日本大百科全書(ニッポニカ)「許容一日摂取量」の解説

許容一日摂取量
きょよういちにちせっしゅりょう
acceptable daily intake

一連の毒性試験を実施して得られた結果から、ヒトが生涯を通じて毎日連続して摂取しても有害な影響(毒性)が現れないと推定される化合物の摂取量。ADIと略す。通常は、1日当りの許容量を体重1キログラム当りに換算して表記(mg/kg/日)する。
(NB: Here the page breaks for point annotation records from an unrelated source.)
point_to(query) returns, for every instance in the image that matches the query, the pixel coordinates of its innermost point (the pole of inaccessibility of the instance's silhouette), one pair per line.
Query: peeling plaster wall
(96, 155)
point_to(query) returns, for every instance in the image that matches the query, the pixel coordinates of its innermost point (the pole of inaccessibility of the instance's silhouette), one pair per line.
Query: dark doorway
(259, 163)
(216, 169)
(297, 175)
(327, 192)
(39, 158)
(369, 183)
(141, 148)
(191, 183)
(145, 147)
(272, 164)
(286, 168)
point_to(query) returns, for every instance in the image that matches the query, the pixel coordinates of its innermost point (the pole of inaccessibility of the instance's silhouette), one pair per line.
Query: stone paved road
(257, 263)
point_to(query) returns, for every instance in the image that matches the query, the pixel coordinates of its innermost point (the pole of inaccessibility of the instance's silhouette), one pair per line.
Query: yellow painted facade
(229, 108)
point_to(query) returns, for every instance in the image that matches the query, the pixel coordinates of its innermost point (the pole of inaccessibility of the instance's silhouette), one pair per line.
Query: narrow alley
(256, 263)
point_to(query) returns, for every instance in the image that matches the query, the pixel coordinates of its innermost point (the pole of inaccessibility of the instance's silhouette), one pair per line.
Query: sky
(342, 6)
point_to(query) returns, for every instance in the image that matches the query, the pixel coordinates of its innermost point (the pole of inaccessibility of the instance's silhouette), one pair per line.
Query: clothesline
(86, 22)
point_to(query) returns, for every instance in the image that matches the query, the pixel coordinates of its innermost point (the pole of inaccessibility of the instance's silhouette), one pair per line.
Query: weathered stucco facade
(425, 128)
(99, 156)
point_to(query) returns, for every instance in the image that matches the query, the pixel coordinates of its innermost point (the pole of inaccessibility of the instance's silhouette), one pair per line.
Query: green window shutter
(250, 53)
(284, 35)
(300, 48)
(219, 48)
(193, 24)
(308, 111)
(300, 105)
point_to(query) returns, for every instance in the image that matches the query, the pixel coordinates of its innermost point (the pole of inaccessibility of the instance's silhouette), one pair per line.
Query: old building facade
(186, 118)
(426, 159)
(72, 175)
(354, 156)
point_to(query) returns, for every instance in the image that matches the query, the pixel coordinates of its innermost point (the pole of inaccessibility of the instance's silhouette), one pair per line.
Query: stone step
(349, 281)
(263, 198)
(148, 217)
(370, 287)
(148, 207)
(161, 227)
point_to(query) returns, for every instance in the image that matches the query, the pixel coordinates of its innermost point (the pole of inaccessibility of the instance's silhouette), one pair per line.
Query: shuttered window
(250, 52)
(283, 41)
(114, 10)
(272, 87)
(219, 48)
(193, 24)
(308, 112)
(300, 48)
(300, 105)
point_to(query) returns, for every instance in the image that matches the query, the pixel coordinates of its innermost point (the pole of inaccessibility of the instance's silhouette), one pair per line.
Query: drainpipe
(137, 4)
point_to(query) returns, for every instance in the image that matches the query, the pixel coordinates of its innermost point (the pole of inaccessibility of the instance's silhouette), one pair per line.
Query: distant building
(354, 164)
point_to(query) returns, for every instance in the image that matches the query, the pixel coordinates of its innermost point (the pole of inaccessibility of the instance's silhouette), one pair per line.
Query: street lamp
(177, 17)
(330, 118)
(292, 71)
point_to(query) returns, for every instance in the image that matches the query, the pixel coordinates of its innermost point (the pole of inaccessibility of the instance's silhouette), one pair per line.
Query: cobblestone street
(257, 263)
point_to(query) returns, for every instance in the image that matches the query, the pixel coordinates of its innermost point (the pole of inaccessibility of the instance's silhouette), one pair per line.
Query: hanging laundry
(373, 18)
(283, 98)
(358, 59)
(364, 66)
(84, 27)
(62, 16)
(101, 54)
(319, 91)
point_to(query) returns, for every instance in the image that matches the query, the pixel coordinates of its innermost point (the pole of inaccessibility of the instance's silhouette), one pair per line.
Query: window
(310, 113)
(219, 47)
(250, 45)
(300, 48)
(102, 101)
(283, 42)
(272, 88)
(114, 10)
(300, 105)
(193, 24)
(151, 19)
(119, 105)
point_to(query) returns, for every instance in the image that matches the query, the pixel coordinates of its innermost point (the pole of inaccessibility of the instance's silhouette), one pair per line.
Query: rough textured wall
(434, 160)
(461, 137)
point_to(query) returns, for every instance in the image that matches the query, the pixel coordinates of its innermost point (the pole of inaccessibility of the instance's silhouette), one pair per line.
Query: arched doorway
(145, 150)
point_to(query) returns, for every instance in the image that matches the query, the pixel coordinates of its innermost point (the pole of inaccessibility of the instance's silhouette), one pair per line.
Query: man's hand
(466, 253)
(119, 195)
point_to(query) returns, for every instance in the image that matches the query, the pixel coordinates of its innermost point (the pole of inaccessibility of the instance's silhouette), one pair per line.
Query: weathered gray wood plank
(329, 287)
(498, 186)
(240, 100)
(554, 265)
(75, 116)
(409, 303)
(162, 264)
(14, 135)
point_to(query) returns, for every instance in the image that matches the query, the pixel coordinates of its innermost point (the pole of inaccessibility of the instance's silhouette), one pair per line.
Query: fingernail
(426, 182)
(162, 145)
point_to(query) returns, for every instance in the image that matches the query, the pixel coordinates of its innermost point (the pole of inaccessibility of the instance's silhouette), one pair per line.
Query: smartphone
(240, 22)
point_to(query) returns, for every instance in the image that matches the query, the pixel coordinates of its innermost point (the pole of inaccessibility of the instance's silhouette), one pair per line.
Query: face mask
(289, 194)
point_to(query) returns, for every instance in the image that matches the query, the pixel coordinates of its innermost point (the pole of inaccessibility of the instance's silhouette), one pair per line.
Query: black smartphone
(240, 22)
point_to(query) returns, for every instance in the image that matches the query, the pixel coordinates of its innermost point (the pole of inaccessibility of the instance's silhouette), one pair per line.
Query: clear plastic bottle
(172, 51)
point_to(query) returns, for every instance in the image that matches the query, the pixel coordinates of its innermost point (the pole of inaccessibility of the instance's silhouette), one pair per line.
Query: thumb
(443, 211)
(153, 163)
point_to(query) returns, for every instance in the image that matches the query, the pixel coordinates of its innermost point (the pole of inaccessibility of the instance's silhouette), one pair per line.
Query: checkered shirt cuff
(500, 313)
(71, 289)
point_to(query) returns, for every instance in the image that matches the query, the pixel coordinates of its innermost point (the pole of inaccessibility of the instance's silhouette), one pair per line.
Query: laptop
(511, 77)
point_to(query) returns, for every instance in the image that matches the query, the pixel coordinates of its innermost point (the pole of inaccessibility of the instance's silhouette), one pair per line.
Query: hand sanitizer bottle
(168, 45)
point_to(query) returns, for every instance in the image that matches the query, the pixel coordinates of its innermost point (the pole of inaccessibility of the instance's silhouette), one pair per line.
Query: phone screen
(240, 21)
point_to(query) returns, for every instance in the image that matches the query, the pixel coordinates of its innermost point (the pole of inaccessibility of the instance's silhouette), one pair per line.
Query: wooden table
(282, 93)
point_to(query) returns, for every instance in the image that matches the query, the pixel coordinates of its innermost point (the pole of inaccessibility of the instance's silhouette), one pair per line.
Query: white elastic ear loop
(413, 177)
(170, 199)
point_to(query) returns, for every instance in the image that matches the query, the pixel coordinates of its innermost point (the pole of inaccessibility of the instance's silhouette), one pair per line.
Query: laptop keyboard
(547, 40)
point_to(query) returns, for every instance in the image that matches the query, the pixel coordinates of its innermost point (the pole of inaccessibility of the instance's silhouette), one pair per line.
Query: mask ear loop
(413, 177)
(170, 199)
 食品添加物や残留農薬のように、意図的であるか非意図的であるかを問わずヒトが摂取することを前提にリスクを管理する場合に用いられる概念であるため、許容(acceptable)ということばを用いて、環境汚染物質のように本来は曝露(ばくろ)を回避すべき物質に対して用いる耐容一日摂取量(tolerable daily intake:TDI)と区別される。

 しかし、いずれの場合であっても、その算定方法はほぼ同じである。通常は、さまざまな実験動物(ラット、マウス、ウサギイヌなど)を用いて実施されたすべての毒性試験(慢性毒性試験発癌(はつがん)性試験、生殖・発生毒性試験、免疫毒性試験など)の結果を比較検討して、いずれの指標にも悪影響が認められない無毒性量(no observed adverse effect level:NOAEL)を求め、この値に一定の不確実係数(通常は100分の1)を乗じて算出される。不確実係数は、安全係数ともよばれ、リスク評価機関(日本では食品安全委員会)により、種差を考慮して10分の1、個体差を考慮してさらに10分の1をとり、なんらかの懸念があればさらに2分の1から10分の1の範囲の係数を上乗せして、物質(または物理的要因)ごとに定められる。